Un nouveau tournant se dessine dans la régulation du secteur pharmaceutique au Maroc. Le projet de décret soumis à consultation sur le portail du Secrétariat général du gouvernement prévoit l’instauration d’un visa sanitaire obligatoire pour l’importation de tout médicament destiné à l’usage humain. Cette mesure vient compléter l’autorisation de mise sur le marché (AMM), jusque-là suffisante pour importer des produits pharmaceutiques.
S’inscrivant dans le cadre du Code des médicaments et de la pharmacie et de la loi portant création de l’Agence marocaine des médicaments et des produits de santé (AMPS), le texte confie à cette dernière un rôle central dans le contrôle des importations. Le visa sanitaire s’appliquera aussi bien aux médicaments finis qu’aux produits importés en vrac ou sous forme intermédiaire.
La procédure d’obtention du visa est strictement encadrée. Les établissements pharmaceutiques devront déposer un dossier complet comprenant notamment une copie de l’AMM, une déclaration sur l’honneur attestant de la conformité du produit, un certificat d’origine, les documents relatifs aux matières premières actives, ainsi que les bulletins d’analyse des lots. L’AMPS disposera d’un délai maximal de 45 jours pour statuer, avec obligation de motiver toute décision de refus.
Le visa sanitaire sera délivré pour une durée de deux ans et pourra couvrir plusieurs opérations d’importation ou une quantité globale déterminée. Sa validité restera toutefois conditionnée à celle de l’AMM. Après l’importation, les titulaires du visa devront déclarer annuellement les volumes importés, signaler tout incident affectant la qualité ou la sécurité du médicament et solliciter un nouveau visa en cas de changement majeur lié au produit ou à sa fabrication.

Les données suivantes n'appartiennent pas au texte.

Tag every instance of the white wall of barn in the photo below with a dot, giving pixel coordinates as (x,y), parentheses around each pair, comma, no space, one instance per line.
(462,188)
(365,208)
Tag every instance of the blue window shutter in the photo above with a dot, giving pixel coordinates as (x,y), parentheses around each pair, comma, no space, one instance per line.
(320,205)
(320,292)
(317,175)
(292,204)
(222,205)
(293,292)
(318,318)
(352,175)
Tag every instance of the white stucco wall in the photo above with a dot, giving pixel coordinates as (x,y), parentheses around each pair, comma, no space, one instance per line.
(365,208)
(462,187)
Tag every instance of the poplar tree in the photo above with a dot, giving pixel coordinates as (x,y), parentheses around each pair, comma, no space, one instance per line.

Le projet de décret prévoit également la suspension ou le retrait du visa sanitaire en cas de suspension ou de retrait de l’AMM. En modernisant un dispositif réglementaire ancien, ce texte marque une étape supplémentaire vers une gouvernance pharmaceutique renforcée, avec pour objectif de sécuriser la chaîne d’approvisionnement et de renforcer la confiance des patients dans le système de santé national.